Bush Wiretap Memos Reveal Shocking Revelations

Dennis Faas's picture

Recently we looked at some of the problems with mass surveillance and the myth associated with justifications of its use. If you think you're being watched, as noted by Wired.com, you're probably right. But, how did we end up a mass surveillance society? (Source: wired.com)

We may not have realized it at the time, as noted by Scott Horton from Harper's Magazine, but in the period from late 2001 to January 19, 2009, many argue that the U.S. was a dictatorship. (Source: harpers.org)

Bush Memorandums Made Available

A set of memorandums written by U.S. Department of Justice (DoJ) lawyers were recently disclosed to the public by the Obama administration. The memorandums note how the Bush administration gave the authority to wiretap the Internet and telephone calls with no limitations, suppress journalists, restrict freedom of speech, and allegedly allowed the President to domestically use the U.S. military against suspected terrorists. (Source: cnet.com)

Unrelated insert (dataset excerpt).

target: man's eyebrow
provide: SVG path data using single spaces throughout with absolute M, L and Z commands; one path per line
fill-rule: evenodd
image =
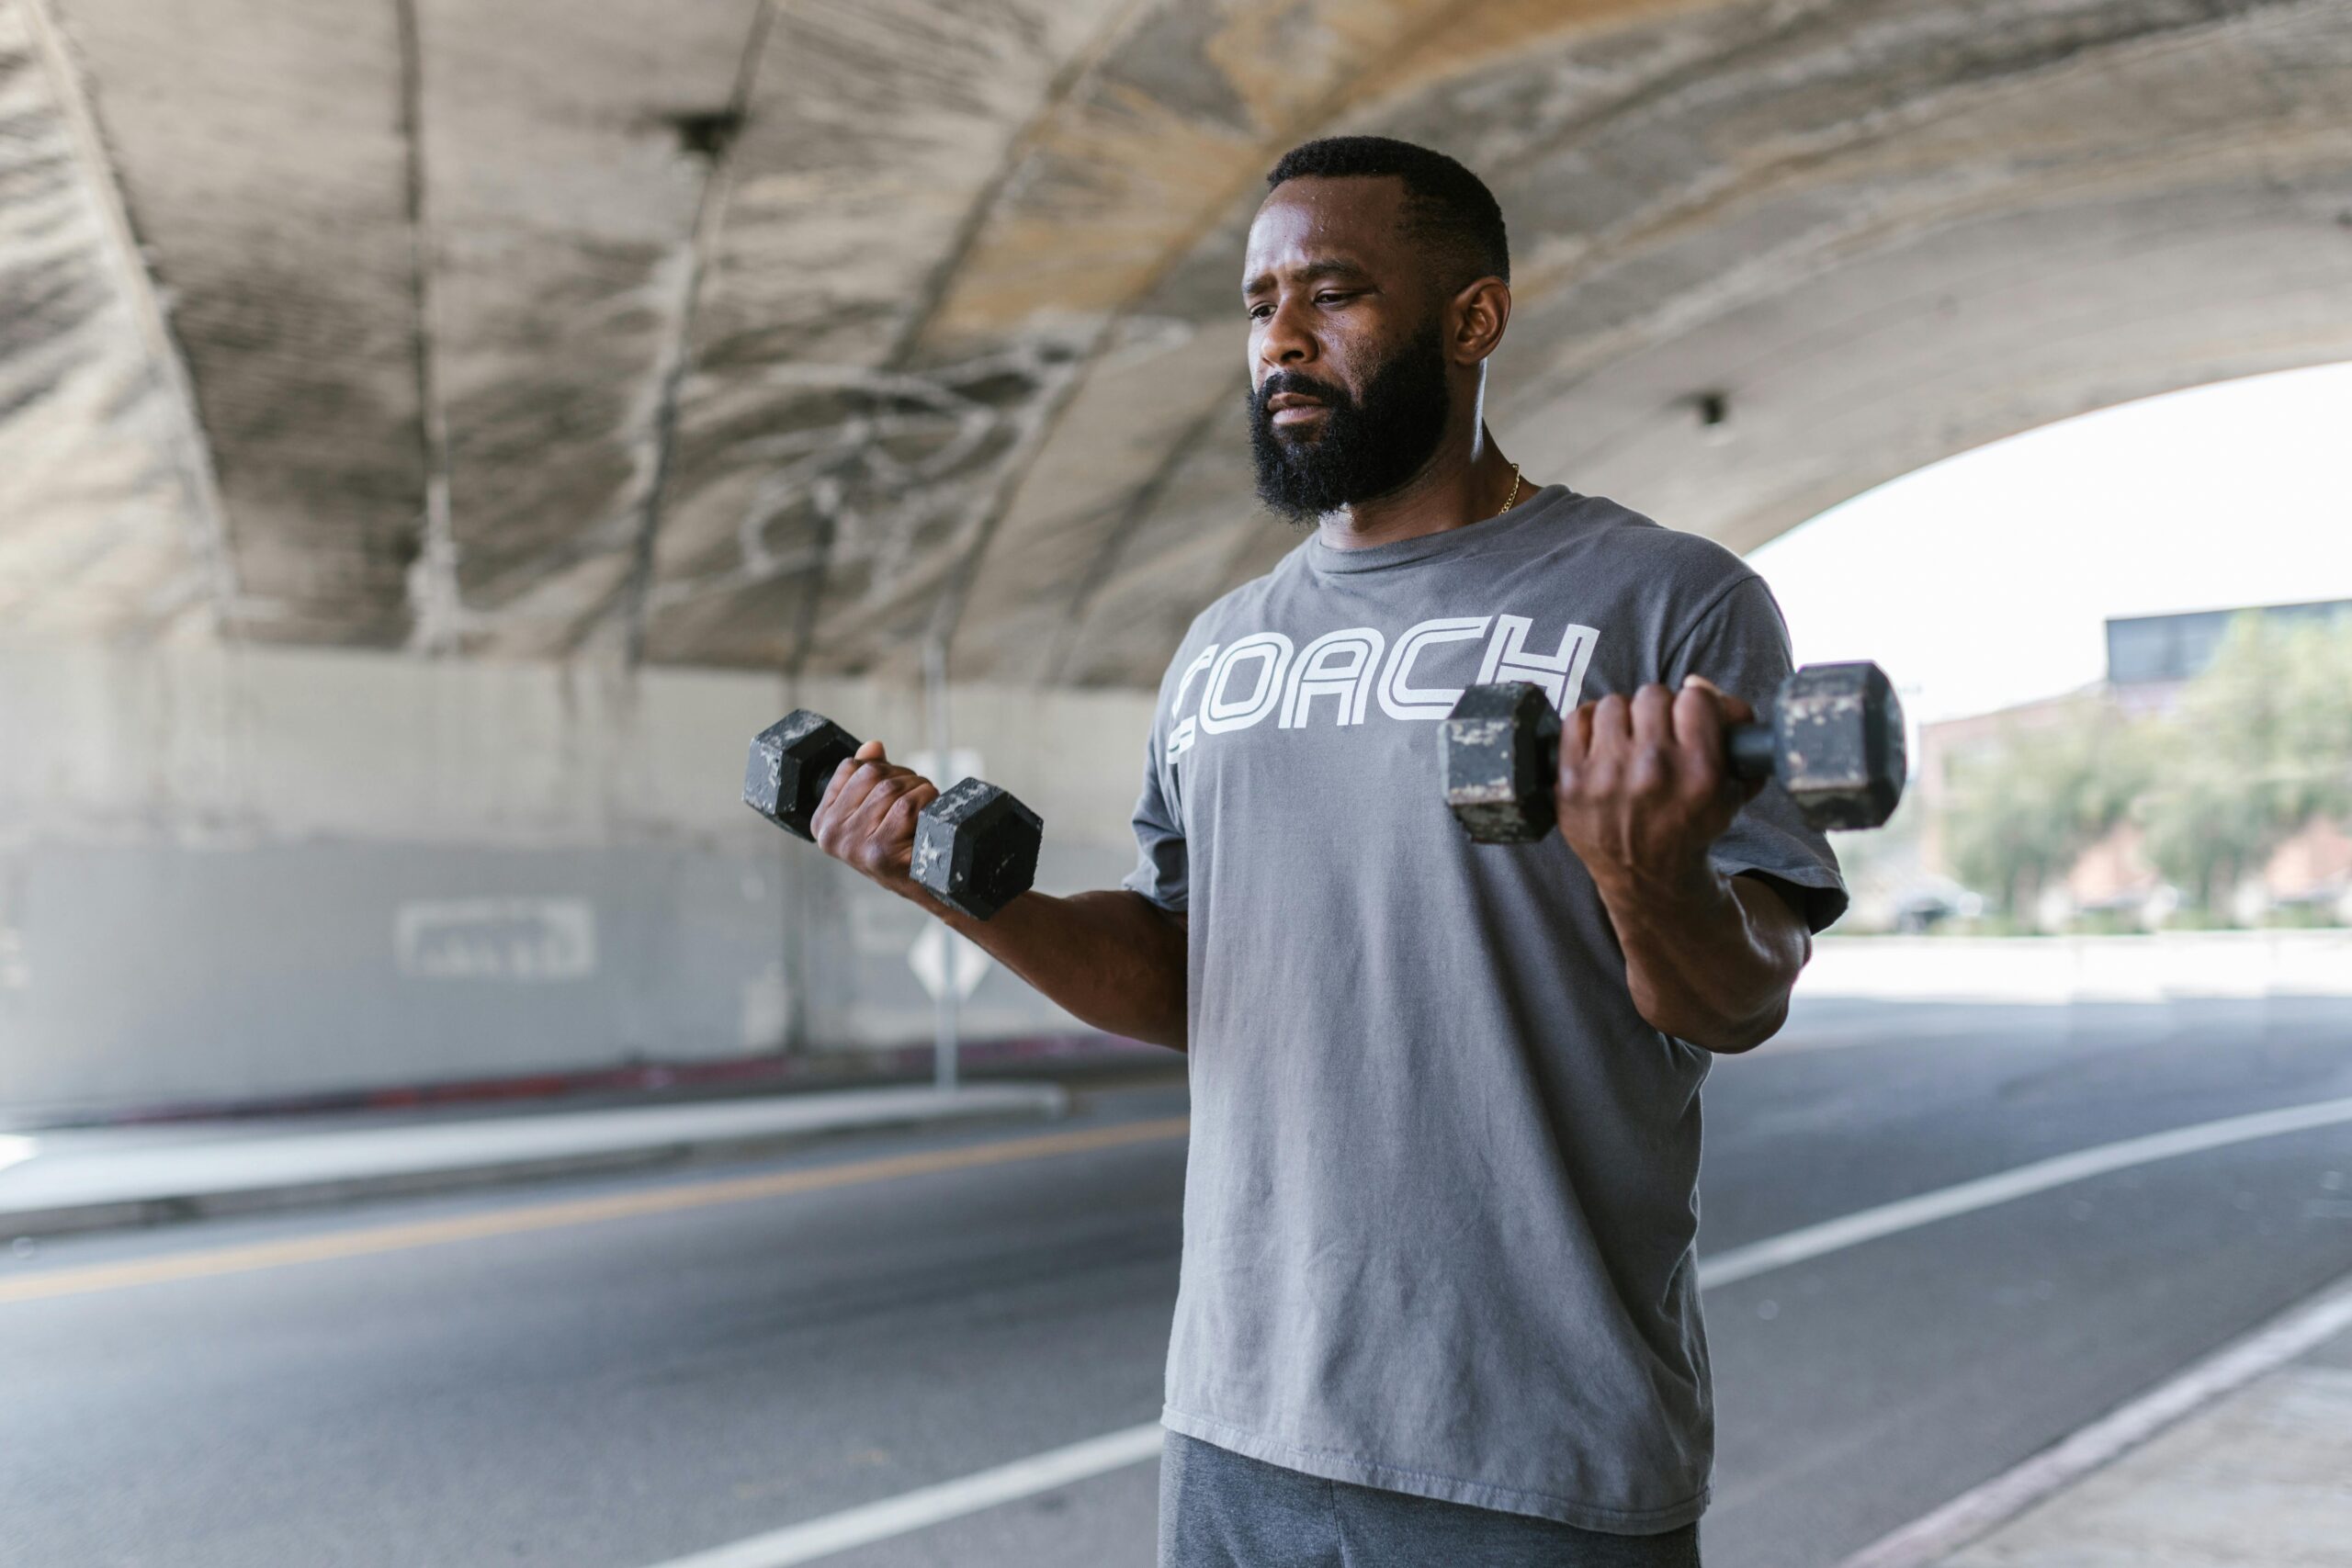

The Bush administration memos came after the September 11, 2001 attacks. The memos provide glimpses into the arguments used to justify those claims and the depths of those beliefs. (Source: consortiumnews.com)

Memos Laid Framework For Police State

The Bush memos appear to do nothing more than subvert the U.S. Constitution while justifying the actions of an administration.

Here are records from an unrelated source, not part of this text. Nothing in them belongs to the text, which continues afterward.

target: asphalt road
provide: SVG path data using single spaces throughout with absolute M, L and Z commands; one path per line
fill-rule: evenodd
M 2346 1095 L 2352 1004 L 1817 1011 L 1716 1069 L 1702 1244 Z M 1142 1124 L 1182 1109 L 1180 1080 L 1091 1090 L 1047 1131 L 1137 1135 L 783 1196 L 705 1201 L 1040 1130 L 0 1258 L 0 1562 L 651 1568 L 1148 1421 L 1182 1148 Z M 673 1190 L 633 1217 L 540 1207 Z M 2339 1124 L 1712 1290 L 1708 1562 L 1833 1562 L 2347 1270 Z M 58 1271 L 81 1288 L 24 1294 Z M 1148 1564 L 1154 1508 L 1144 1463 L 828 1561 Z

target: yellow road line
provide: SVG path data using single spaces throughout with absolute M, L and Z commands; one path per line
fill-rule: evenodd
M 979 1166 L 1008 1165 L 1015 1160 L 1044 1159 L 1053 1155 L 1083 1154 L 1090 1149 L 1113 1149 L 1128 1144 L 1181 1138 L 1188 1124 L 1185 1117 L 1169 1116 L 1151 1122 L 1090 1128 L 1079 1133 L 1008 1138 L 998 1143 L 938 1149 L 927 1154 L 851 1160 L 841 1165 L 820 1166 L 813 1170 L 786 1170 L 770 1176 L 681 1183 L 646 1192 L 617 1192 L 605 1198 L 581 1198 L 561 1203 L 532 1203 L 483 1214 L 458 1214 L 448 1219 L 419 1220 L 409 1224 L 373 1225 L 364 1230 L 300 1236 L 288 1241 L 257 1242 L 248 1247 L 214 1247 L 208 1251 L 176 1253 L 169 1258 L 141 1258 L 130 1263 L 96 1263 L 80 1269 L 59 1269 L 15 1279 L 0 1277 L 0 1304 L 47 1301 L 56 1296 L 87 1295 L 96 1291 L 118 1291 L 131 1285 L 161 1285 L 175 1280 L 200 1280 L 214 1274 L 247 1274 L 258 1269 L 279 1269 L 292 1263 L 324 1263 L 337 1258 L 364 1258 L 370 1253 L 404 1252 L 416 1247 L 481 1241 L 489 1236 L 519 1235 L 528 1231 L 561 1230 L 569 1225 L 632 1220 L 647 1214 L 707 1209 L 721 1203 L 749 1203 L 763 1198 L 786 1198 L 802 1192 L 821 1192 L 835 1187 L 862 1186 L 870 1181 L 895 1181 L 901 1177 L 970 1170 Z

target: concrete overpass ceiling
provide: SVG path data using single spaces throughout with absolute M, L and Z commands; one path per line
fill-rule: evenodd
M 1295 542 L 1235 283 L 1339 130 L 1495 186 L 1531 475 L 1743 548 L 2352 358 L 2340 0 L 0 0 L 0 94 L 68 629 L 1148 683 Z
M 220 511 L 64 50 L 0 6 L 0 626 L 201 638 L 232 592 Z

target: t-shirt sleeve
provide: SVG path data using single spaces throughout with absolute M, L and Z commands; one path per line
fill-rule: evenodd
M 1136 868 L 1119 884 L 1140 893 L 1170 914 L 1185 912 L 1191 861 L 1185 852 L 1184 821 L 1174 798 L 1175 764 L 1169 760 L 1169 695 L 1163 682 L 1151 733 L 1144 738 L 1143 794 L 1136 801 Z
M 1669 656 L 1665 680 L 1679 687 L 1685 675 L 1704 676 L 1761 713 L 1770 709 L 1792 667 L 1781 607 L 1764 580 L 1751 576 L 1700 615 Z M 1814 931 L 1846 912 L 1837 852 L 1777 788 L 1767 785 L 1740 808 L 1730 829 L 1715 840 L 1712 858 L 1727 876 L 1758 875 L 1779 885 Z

A September 2001 memo (PDF) attempted to justify the warrantless surveillance program alleging that "the president must be able to use whatever means necessary to prevent attacks on the United States: this power, by implication, includes the authority to collect information necessary for its effective exercise." (Source (PDF): usdoj.gov)

An October 2001 memo (PDF) says that "the president has the legal and constitutional authority to use military force within the United States to respond to and combat future acts of terrorism, and that the Posse Comitatus Act does not bar deployment." It also tried to justify censorship restrictions on newspapers and the Internet, trying to subvert the First Amendment. (Source (PDF): usdoj.gov)

A 2002 memo (PDF) alleged that a suspect could be tortured "so long as the United States does not intend for a detainee to be tortured post-transfer, however, no criminal liability will attach to a transfer, even if the foreign country receiving the detainee does torture him." (Source (PDF): usdoj.gov)

Alleged 'Executive Powers' Struck Down By Courts

Some of the unchecked executive branch powers have been deemed illegal by federal courts, including the U.S. Supreme Court. Other lawsuits are pending over the abuse of self-serving powers created by the Bush administration.

After running the U.S. as, arguably, a dictatorship for 7 years, a January 15, 2009 memo (PDF) found that the Bush-era wiretap memos were no longer valid. (Source (PDF): usdoj.gov)

Attorney General Eric Holder said that Americans deserve a government that operates with transparency and openness when he announced that the Bush memos were being released. It remains to be seen whether or not President Obama will continue Bush's style or not and whether transparency and openness will apply to pending lawsuits involving Bush's alleged wiretapping.